Although autoimmune diseases represent the second-largest disease market globally, this sector in China has long faced numerous challenges: slow market expansion, and significant hurdles in public education, clinical development, and product promotion. However, substantial unmet clinical needs point to a potential blue-ocean market, offering ample room for exploration by domestic innovative pharmaceutical companies committed to long-term innovation in autoimmune therapeutics.
Today, this landscape has undergone a fundamental transformation. The era of “no available treatments” and “unknown specific therapies” is now history. Multinational corporations (MNCs) are actively entering the autoimmune disease sector, imported innovative drugs are being included in national medical insurance coverage, and domestically developed innovative drugs are being launched consecutively.Domestic innovative biologics will help rapidly expand the psoriasis biologic market, where penetration rates remain low, by leveraging advantages in efficacy, cost-effectiveness, and local clinical data.

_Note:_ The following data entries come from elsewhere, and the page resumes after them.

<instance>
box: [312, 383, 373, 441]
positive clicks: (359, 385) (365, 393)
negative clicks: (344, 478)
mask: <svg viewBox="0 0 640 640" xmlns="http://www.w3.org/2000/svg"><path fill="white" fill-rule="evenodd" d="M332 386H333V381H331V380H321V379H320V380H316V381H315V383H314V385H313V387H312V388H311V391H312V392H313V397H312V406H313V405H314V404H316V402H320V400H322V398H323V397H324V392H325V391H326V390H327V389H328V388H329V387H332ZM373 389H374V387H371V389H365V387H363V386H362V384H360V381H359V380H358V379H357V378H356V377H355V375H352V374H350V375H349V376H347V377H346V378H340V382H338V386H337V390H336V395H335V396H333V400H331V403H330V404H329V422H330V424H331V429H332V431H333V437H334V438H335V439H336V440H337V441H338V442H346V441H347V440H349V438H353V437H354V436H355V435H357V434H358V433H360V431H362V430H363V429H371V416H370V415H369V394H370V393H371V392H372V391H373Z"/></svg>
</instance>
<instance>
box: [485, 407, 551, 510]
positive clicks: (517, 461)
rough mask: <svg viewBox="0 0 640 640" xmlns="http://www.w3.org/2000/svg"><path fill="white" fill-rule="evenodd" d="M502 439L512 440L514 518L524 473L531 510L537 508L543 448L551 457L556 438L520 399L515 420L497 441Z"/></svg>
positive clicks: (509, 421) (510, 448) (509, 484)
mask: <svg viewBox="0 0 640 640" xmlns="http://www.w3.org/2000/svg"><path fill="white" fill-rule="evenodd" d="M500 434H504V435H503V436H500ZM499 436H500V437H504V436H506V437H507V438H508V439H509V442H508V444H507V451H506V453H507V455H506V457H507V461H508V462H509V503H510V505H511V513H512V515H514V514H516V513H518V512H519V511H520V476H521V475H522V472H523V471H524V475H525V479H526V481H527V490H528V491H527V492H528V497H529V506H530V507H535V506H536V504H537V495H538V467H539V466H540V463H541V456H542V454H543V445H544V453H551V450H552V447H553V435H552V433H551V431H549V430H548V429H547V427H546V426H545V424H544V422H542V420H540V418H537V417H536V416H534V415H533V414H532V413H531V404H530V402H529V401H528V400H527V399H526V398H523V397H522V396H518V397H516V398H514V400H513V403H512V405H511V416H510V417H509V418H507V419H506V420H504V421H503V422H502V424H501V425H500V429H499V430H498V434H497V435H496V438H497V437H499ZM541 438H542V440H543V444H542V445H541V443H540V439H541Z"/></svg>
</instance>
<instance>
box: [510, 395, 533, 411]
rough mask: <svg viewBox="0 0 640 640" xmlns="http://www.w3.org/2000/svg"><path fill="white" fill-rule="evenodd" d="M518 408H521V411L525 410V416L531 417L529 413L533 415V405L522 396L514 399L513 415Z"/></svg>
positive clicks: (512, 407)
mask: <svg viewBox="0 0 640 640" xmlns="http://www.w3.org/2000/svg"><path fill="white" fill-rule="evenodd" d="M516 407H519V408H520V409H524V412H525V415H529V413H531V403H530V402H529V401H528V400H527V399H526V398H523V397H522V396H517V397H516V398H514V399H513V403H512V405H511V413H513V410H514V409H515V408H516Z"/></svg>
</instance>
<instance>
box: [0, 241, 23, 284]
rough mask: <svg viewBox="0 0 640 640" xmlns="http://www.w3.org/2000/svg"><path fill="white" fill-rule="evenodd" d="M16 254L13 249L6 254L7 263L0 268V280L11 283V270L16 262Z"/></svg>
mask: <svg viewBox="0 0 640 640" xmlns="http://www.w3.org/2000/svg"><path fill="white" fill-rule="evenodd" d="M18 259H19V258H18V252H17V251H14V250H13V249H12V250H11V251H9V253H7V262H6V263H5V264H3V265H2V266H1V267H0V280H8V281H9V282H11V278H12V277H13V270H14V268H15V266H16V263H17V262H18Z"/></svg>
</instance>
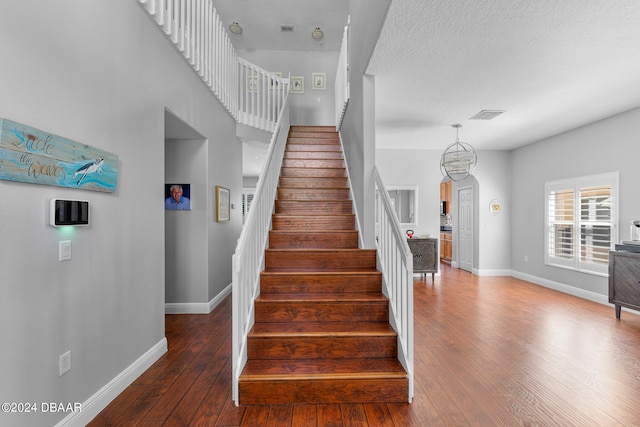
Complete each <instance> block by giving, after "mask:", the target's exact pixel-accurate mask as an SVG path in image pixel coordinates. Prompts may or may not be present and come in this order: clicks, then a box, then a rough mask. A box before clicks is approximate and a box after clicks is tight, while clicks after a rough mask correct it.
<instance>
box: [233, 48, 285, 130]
mask: <svg viewBox="0 0 640 427" xmlns="http://www.w3.org/2000/svg"><path fill="white" fill-rule="evenodd" d="M238 66H239V67H238V76H239V78H238V81H239V83H240V85H239V97H238V122H240V123H242V124H245V125H248V126H251V127H254V128H258V129H262V130H266V131H269V132H273V130H274V129H275V127H276V121H277V120H278V115H279V113H280V110H281V109H282V106H283V105H284V99H285V98H286V96H287V94H288V93H289V79H288V78H282V77H280V76H277V75H275V74H273V73H270V72H269V71H267V70H264V69H262V68H260V67H258V66H257V65H254V64H252V63H250V62H249V61H246V60H244V59H242V58H238Z"/></svg>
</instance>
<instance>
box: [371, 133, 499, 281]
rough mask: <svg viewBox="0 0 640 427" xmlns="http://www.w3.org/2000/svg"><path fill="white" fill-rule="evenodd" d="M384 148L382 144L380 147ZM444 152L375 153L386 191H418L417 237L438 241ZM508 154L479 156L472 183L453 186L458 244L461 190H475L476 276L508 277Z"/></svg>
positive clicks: (498, 153) (396, 151)
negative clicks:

With imported biologics having paved the way for patient and market education, domestically developed innovative biologics with proven efficacy and robust clinical data are now expanding their reach. The blueprint for biologics in autoimmune diseases is being realized, offering clinical patients a broader selection of highly effective, high-quality domestic therapeutic options.